This week I had a remote session to help a customer troubleshoot SQL Connectigvity issues. This was a ressurgence of an hold issue, namely the Client Message Dispatcher service would throw regular errors indicating that the Sql Connection is not available or was closed.
The customer had migrated from a local SQL instance to a remote SQL Server (which had multiple benefits, including the switch to a 64-bit platform there) and the problem was apparantly resolved. However it came back this week, so we took a fresh look at it.
First we needed to instrument the Client Message Dispatcher, to acertain whether the issue was really impacting or not. If you are a regular reader of my blog post you will know what my standard answer to these kind of issues is: Altiris Profiler.
Only that the profiler would throw an exception on invokation, of type Cryptographic ... We solved that one issue thanks to Google and the Symantec KB, by simply crafting a new Sql Connection string for the profiler (on the registry).

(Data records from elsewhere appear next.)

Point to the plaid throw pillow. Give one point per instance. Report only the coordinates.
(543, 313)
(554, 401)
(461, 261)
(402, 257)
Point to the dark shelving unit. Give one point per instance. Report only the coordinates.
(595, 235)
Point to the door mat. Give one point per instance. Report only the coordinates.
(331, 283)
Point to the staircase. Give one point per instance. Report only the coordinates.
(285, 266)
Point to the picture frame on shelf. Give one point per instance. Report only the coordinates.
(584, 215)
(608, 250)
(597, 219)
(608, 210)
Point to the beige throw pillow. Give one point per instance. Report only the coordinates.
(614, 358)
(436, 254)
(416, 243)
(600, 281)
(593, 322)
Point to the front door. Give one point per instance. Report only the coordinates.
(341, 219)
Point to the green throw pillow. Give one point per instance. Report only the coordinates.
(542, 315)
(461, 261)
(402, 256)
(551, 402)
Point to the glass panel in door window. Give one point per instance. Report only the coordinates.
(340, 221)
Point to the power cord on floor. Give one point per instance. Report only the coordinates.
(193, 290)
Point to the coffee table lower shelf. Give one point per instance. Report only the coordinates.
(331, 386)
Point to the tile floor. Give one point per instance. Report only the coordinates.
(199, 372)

With the profiler working we could then capture all message processing events and see that the client message dispatcher was working at a fair rate, handling 2 to 10 NSE per second.

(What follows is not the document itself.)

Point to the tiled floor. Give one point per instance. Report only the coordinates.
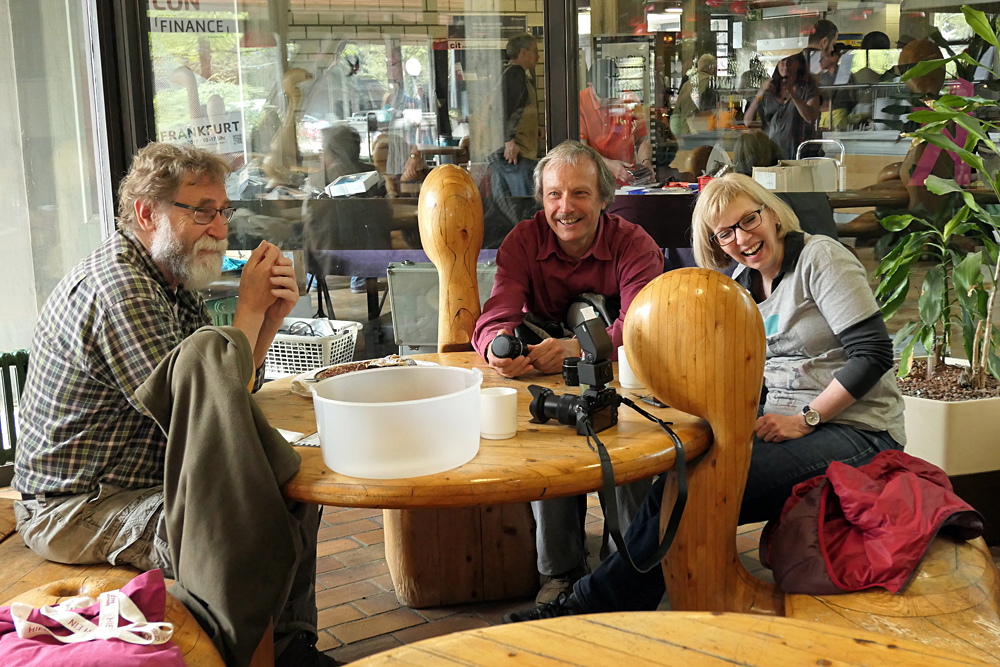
(359, 614)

But the SQL Connection errors were still showing in the Log Viewer. We then checked for the amount of SQL connections open by the AeXSvc and found... none! We did a global search using netstat and we only found 1 open connection to the server, fro, the AtrsHost process... So, what was prevennting us from seeing the SQL operations? To find out we ran Procmon to capture all network activities and found a lot of traffic going from a Service Host process to the SQL server.

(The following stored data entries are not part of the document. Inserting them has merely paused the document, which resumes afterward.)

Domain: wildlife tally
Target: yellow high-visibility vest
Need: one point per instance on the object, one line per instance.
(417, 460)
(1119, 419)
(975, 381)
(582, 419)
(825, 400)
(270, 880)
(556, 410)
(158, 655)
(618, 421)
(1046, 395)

So I asked if we could check the SQL Server connectivity configuration. It turned out that the server was configured to accept connections using TCP-IP and Named-pipes. We removed the settings, restarted the Altiris Service and could see the AeXSvc making connections to the SQL Server on tcp port 1433.
After this single change we monitored the log viewer but had no DB connectivity issues.
One more thing for today, on named-pipes: it is more efficient on local systems but incurs extra overhead connecting to a remote pipe  (as this is done in tcp-ip) so this should really be avoided for remote SQL instances.